I devour everything before the car slides into the garage, which is less than ten minutes. It does nothing to fill the hole inside of me.

When we get to the house, I don’t unpack right away.

I walk over to my bedroom window and watch Lev’s house. It is amazing how inanimate it looks now that I know he doesn’t live in it anymore.

I now understand that before, when he was always a breath, one text message, one pebble thrown at a window away, his house felt like a person. Like a body. Like a friend.

Staring outside, I lift the hem of my sweater and finger the dove-shaped scar on my hip bone. Our doves are sitting on a branch in front of his window, waiting for him to come out. To feed them.

Doves always know their way back home.

I pull the edge of my sweater down and go in search of food to give them.

I’m home now.
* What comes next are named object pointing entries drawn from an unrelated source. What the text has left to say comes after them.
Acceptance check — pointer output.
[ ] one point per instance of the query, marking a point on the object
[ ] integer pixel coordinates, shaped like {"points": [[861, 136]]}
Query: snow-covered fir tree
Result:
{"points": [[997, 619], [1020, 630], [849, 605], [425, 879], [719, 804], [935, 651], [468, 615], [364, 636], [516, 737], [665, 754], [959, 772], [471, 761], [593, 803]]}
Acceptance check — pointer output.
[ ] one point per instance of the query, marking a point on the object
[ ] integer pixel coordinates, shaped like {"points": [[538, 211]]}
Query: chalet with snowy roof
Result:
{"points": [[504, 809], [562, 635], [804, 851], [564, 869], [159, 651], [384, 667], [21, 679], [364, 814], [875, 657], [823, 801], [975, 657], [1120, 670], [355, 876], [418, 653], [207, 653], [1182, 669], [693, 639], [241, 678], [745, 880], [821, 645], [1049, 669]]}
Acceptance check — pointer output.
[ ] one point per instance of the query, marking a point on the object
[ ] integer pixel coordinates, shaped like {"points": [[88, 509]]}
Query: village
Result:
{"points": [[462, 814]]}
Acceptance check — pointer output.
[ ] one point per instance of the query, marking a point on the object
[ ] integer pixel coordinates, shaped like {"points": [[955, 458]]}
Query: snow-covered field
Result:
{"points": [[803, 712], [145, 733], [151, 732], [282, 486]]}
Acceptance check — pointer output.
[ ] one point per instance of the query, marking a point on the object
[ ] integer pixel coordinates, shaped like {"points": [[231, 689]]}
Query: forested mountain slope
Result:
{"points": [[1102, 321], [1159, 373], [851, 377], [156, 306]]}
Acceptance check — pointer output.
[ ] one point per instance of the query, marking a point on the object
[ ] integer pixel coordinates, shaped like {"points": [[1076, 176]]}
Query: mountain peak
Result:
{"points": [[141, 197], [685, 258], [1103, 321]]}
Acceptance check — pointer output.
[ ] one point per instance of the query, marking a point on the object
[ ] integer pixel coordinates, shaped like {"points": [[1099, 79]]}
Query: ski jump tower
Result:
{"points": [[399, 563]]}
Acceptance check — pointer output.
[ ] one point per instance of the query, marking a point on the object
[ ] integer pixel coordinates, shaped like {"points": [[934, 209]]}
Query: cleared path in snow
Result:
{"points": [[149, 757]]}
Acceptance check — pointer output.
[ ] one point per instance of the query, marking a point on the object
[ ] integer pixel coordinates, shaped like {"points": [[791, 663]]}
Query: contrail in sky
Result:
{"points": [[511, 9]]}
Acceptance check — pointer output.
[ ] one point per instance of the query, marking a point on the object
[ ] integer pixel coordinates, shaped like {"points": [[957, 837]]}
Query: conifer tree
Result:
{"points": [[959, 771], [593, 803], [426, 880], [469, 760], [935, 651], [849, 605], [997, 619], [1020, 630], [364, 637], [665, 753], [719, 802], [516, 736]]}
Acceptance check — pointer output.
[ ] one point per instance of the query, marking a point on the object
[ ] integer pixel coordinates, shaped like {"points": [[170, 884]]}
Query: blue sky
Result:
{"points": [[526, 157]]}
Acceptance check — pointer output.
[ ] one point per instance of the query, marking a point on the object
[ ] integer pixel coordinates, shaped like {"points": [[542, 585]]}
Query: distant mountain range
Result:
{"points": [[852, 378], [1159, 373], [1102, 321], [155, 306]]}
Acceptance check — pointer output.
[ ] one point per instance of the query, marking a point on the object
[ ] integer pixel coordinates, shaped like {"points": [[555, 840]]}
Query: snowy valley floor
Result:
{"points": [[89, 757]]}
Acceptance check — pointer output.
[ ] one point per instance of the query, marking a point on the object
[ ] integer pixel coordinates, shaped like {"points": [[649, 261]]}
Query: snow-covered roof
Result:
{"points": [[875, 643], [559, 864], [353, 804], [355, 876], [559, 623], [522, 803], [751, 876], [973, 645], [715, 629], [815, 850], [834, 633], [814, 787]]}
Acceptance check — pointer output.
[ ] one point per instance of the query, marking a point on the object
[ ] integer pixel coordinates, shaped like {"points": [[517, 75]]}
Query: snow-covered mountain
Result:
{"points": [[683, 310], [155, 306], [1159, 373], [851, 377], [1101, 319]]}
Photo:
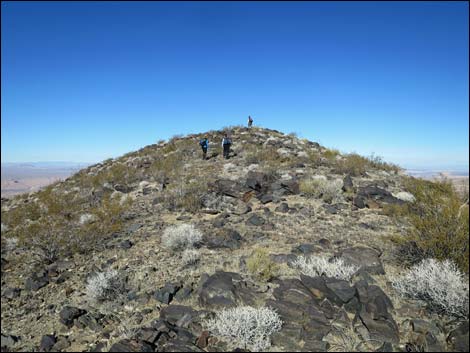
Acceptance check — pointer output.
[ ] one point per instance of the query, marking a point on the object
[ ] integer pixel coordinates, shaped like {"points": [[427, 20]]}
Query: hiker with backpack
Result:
{"points": [[226, 143], [204, 143]]}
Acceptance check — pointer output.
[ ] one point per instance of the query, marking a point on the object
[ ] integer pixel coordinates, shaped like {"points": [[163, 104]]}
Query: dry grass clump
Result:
{"points": [[321, 265], [329, 190], [246, 327], [331, 154], [181, 237], [105, 286], [260, 265], [440, 284], [357, 165], [439, 224]]}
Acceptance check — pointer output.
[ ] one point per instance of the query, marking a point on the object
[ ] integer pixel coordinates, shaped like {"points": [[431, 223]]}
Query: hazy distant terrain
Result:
{"points": [[18, 178]]}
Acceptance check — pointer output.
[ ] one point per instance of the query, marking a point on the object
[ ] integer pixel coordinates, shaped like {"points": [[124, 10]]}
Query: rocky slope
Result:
{"points": [[257, 199]]}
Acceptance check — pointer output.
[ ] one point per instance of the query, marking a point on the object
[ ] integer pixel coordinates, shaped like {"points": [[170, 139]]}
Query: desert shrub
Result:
{"points": [[250, 328], [260, 265], [190, 257], [357, 165], [264, 155], [440, 284], [51, 226], [105, 286], [377, 162], [331, 154], [321, 265], [328, 190], [181, 237], [186, 195], [352, 164], [438, 224]]}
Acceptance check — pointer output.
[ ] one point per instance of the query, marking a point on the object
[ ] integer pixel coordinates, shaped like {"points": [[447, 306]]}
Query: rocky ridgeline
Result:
{"points": [[254, 200]]}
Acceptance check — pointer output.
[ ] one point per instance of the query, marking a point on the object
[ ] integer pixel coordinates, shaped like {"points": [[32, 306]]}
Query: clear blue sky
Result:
{"points": [[84, 81]]}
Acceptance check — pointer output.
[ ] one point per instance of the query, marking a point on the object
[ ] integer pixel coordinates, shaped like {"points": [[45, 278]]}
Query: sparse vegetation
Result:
{"points": [[440, 284], [50, 225], [180, 237], [260, 265], [438, 224], [250, 328], [329, 190], [190, 257], [357, 165], [105, 286], [321, 265]]}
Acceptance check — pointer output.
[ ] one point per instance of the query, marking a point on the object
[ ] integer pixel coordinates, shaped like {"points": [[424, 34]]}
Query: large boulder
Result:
{"points": [[373, 313], [367, 259], [219, 290], [225, 238]]}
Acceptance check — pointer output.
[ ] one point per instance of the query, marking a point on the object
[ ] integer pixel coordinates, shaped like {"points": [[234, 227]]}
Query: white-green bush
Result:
{"points": [[440, 284], [319, 265], [183, 236], [190, 257], [246, 326], [329, 190], [105, 286]]}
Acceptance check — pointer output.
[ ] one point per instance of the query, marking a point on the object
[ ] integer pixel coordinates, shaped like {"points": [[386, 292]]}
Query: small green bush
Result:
{"points": [[439, 224]]}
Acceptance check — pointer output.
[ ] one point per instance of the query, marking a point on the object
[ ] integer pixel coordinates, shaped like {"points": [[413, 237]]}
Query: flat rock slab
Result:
{"points": [[255, 220], [366, 258], [219, 290]]}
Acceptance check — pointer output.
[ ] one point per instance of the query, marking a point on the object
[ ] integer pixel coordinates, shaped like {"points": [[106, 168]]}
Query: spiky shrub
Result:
{"points": [[246, 326], [438, 224], [105, 286], [321, 265], [181, 237], [440, 284], [328, 190], [190, 257], [260, 265]]}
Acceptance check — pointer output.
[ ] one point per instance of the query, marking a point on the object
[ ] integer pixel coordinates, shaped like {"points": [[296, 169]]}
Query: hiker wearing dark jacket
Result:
{"points": [[204, 143], [226, 142], [250, 121]]}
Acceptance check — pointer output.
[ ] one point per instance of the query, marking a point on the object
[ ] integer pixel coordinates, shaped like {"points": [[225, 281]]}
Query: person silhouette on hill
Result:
{"points": [[204, 143], [250, 121], [226, 143]]}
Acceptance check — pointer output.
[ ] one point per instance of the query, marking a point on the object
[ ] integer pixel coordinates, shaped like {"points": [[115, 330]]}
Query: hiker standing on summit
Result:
{"points": [[226, 142], [250, 121], [204, 143]]}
Back on shore.

I decide pretty quickly that I don’t want to live with my parents.

The house, which used to harbor my favorite childhood memories, is now soaked with flashbacks of broken glass, hidden drugs, and nasty arguments.

I rent a small studio apartment in La Jolla, about twenty minutes away from my parents’ house. Close enough that they can get here in time if I need them—Marx forbid—but far enough that I don’t feel like I’m strangled by their worried gazes.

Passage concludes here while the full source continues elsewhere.